Personal information
- Date of birth: 14 December 1982 (age 43)
- Place of birth: Coevorden, Netherlands
- Height: 1.78 m (5 ft 10 in)
- Position: Midfielder

Team information
- Current team: Como 1907 (director)

Youth career
- CSVC Coevorden
- Emmen

Senior career*
- Years: Team / Apps / (Gls)
- 2002–2004: Heerenveen / 5 / (0)
- 2004: → Stormvogels Telstar (loan) / 10 / (0)
- 2004–2008: Groningen / 88 / (9)
- 2008–2011: Heracles / 72 / (10)
- 2011–2014: Roda JC / 79 / (10)
- 2014–2017: Heracles / 67 / (3)
- Total:  / 321 / (32)

= Mark-Jan Fledderus =

Dutch footballer (born 1982)

Mark-Jan Fledderus (/nl/; born 14 December 1982) is a Dutch former professional footballer and current football executive, who worked as technical director of FC Groningen. Under his supervision, FC Groningen was relegated to the Keukenkampioen Divisie in 2023. During his playing career, he mainly appeared as a midfielder.

==Playing career==
A free-kick specialist, the left-sided midfielder made his professional debut for SC Heerenveen and played for Stormvogels Telstar and FC Groningen before joining Roda JC Kerkrade on a free in 2011. He returned to his former team Heracles in 2014. After retiring, he was lured back by former Groningen chairman Hans Nijland to come and play for amateur side HSC Sappemeer, but Fledderus was withdrawn from the squad after an on-field incident in his first match for the club.

==Post-playing career==
Fledderus retired from playing football in summer 2017 and joined Heracles' board of directors as an assistant to general manager Nico Jan Hoogma.

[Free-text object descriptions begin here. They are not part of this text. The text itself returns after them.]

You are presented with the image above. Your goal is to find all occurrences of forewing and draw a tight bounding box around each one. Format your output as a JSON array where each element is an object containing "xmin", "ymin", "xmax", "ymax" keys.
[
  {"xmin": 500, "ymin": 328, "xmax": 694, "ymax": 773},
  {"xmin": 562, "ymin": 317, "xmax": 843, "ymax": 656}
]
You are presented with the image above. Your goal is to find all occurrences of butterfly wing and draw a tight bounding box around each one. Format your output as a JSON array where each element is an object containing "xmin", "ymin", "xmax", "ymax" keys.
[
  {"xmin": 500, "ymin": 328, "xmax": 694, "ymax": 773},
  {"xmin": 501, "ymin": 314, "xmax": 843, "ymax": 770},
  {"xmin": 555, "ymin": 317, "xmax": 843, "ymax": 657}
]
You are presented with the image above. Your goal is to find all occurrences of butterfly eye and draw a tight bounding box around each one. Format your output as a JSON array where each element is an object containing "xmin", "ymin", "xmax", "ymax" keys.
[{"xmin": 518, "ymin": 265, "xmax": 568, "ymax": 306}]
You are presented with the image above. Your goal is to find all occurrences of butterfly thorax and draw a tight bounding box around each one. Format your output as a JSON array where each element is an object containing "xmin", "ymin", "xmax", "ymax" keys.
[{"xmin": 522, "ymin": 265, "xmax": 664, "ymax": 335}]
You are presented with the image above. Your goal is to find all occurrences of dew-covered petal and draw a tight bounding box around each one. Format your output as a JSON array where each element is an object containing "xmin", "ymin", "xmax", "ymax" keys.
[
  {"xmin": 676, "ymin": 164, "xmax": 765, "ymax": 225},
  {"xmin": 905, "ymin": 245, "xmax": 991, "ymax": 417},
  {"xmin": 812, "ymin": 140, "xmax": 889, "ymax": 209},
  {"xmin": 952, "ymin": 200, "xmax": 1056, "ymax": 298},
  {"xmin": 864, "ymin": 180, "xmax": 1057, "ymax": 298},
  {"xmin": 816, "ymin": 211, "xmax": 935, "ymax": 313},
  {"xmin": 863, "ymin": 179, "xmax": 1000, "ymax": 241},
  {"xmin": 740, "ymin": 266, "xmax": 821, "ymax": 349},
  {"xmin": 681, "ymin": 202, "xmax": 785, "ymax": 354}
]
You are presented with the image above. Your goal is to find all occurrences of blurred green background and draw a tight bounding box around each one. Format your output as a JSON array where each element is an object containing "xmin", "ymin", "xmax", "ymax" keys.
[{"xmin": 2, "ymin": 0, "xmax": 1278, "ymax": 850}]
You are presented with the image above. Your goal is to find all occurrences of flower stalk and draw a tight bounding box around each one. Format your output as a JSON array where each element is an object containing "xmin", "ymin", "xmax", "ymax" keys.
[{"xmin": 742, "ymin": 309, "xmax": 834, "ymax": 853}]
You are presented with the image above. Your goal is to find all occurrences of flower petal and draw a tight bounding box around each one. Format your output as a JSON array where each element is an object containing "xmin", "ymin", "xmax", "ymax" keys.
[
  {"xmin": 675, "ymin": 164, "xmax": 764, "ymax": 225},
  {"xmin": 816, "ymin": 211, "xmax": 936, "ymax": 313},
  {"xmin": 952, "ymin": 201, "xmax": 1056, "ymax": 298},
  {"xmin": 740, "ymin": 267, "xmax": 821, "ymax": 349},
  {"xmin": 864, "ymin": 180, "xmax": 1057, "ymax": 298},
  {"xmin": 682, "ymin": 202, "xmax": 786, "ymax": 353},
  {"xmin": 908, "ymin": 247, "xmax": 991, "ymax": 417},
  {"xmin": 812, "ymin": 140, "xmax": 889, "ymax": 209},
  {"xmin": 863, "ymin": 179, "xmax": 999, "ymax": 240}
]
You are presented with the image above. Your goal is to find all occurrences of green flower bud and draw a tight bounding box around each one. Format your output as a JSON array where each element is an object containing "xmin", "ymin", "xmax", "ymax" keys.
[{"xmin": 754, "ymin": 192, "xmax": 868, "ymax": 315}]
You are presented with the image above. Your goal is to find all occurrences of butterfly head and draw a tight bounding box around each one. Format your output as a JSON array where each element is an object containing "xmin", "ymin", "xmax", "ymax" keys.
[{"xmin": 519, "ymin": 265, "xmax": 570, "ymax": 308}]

In 2019 Fledderus joined FC Groningen as technical director. After being fired in 2023 due to poor results in the Eredivisie he became technical manager at the Eredivisie CV in July 2023. In March 2024 the Eredivisie CV decided not to continue with Mark-Jan Fledderus.

He was named strategical director at Italian side Como 1907 in 2025.